07.08.2025

Woher kommt die Exosphäre des Mondes?

Die Wirkung geladener Sonnenwindteilchen auf den Erdtrabanten wurde bisher massiv überschätzt, so eine Studie der TU Wien an Apollo-Mondgestein.

Die Oberfläche des Mondes ist ständig dem Sonnenwind ausgesetzt. Dessen Partikel können Atome aus dem oberflächennahen Gestein herausschlagen, die dann eine extrem dünne Gashülle um den Mond bilden – die Exosphäre. Doch wie genau diese Exosphäre entsteht, ist bis heute nicht vollständig verstanden. Ein Forschungsteam der TU Wien konnte nun gemeinsam mit internationalen Partnerinstitutionen zeigen, dass ein zentraler Prozess – die Sputtererosion durch Sonnenwind-Teilchen – in bisherigen Modellen massiv überschätzt wurde. Der Grund: Frühere Berechnungen vernachlässigten die rauen, porösen Eigenschaften des echten Mondgesteins. Mithilfe hochpräziser Experimente an Originalproben der Apollo-16-Mission sowie modernster 3D-Modellierung konnte nun erstmals die tatsächliche Erosionsrate durch Sonnenwind exakt bestimmt werden.

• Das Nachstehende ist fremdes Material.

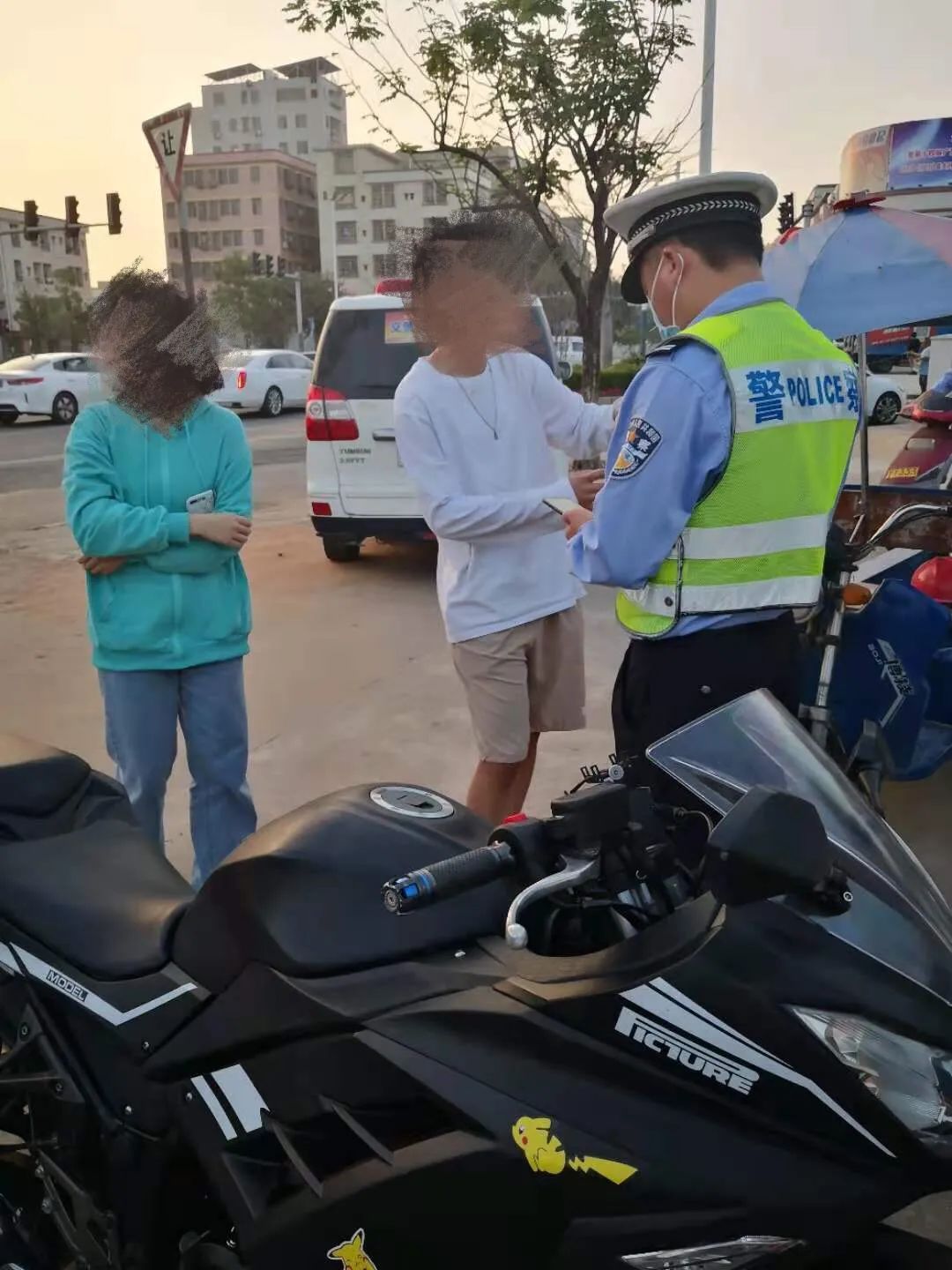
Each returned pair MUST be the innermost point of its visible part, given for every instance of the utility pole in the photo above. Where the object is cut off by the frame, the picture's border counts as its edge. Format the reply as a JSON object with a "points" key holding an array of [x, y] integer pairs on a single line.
{"points": [[187, 276], [707, 86], [300, 309]]}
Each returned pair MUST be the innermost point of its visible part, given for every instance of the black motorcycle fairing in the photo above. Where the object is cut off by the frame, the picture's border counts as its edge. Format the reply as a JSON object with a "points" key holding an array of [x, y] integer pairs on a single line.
{"points": [[498, 1061], [263, 1007], [302, 894], [103, 897], [140, 1013]]}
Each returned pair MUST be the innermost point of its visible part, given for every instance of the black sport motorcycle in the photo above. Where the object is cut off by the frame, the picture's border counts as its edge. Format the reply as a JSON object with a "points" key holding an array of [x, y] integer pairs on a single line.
{"points": [[622, 1036]]}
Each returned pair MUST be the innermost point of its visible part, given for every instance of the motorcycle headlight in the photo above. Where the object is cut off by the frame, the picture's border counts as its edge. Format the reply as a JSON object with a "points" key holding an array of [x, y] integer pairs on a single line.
{"points": [[914, 1081]]}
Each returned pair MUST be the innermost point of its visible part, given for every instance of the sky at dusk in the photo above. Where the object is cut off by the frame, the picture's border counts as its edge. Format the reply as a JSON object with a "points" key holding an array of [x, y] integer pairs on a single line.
{"points": [[793, 80]]}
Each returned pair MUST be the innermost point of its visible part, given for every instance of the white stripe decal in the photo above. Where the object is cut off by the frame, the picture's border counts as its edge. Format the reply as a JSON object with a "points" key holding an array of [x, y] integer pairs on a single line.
{"points": [[247, 1102], [668, 990], [211, 1102], [631, 1019], [86, 997], [678, 1016], [758, 539], [776, 594]]}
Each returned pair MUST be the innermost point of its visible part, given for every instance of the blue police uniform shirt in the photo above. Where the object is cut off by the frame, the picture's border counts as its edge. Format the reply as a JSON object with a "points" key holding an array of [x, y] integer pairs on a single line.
{"points": [[684, 444]]}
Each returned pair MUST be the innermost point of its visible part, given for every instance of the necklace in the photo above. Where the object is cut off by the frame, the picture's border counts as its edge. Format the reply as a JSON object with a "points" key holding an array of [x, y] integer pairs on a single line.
{"points": [[493, 427]]}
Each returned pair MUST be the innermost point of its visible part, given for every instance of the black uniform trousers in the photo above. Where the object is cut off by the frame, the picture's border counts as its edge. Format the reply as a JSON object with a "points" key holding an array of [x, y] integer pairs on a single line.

„Der Mond hat keine dichte Atmosphäre wie die Erde – aber um ihn herum existiert eine extrem dünne Exosphäre, in der sich einzelne Atome und Moleküle befinden“, erklärt Prof. Friedrich Aumayr vom Institut für Angewandte Physik der TU Wien. „Woher diese Teilchen stammen, ist eine der zentralen Fragen der Mondforschung.“

Zwei Prozesse gelten als Hauptkandidaten: Entweder werden die Teilchen durch den Einschlag von Mikrometeoriten aus der Oberfläche geschlagen, oder sie stammen aus der Wechselwirkung der Oberfläche mit dem Sonnenwind – dem kontinuierlichen Strom aus Protonen, Heliumionen und anderen geladenen Teilchen. Konkrete experimentelle Daten zur realen Sputtererosion auf dem Mond fehlten bislang.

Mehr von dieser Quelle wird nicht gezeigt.